Die Behauptung, China nutze TikTok, um die amerikanische Gesellschaft irgendwie zu “destabilisieren” oder regierungsfeindliche Narrative zu verbreiten, klingt ebenfalls wie ein Eingeständnis. Anfang dieses Monats berichtete Reuters, dass Trump als Präsident eine verdeckte Anordnung unterzeichnet hat, die die CIA ermächtigt, soziale Medien zu nutzen, um die öffentliche Meinung und die Ansichten über China im Inland zu beeinflussen und zu manipulieren – und ähnliche amerikanische Cyber-Beeinflussungsprogramme sind auch in Bezug auf andere Länder bekannt. Das Problem scheint also nicht nur ein Problem der chinesischen Kontrolle über TikTok zu sein, sondern auch eine unzureichende Kontrolle der USA über die Plattform – trotz der Tatsache, dass, wie bereits erwähnt, diese in Bezug auf das Personal, die Eigentumsverhältnisse und die Vorstandsmitgliedschaft des Unternehmens bereits recht umfangreich ist.

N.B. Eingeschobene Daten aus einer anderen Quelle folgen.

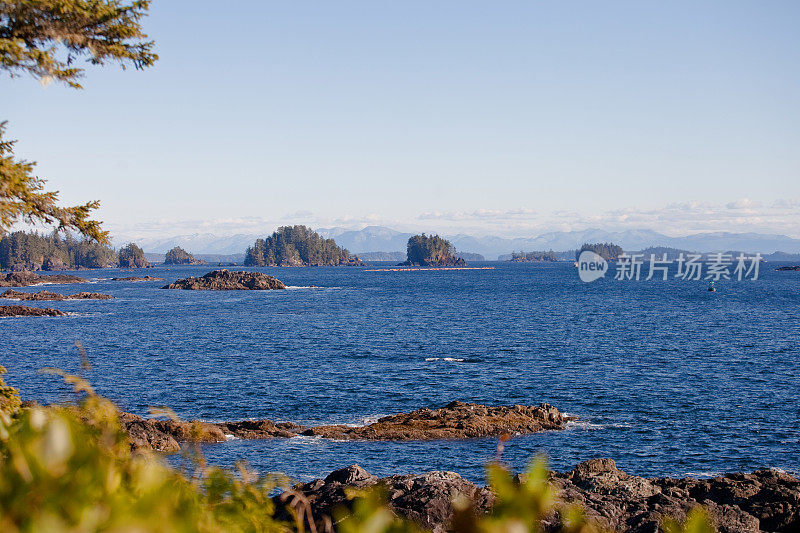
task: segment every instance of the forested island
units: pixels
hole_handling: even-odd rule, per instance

Letztendlich ist es jedoch vielleicht fruchtlos, nach einem einzigen übergreifenden Grund für den Krieg der US-Regierung gegen TikTok zu suchen. In einer Zeit verschärfter geopolitischer Rivalität zwischen den USA und China war es unvermeidlich, dass dieser Wettstreit auch in den Bereich des Cyberspace überschwappen würde. Einfach ausgedrückt: Das “World Wide Web” – die Idee eines einzigen, offenen, globalen Internets, das für jeden auf der ganzen Welt zugänglich ist – ist so gut wie tot. Was wir heute haben, ist ein zunehmend balkanisierter Ersatz – ein “Splinternet“, wie es manche nennen –, in dem die Staaten nicht nur eine wachsende Kontrolle über die physische Infrastruktur und die Daten ihres eigenen Cyberspace ausüben, sondern, was noch besorgniserregender ist, über die Online-Informationen, auf die ihre Bürger zugreifen können. Wie westliche Bürger jetzt feststellen, ist das Internet zu einem weiteren Terrain geworden, um globale Kriege zu führen – gegen ausländische Gegner, aber auch, und vielleicht noch wichtiger, auch gegen uns.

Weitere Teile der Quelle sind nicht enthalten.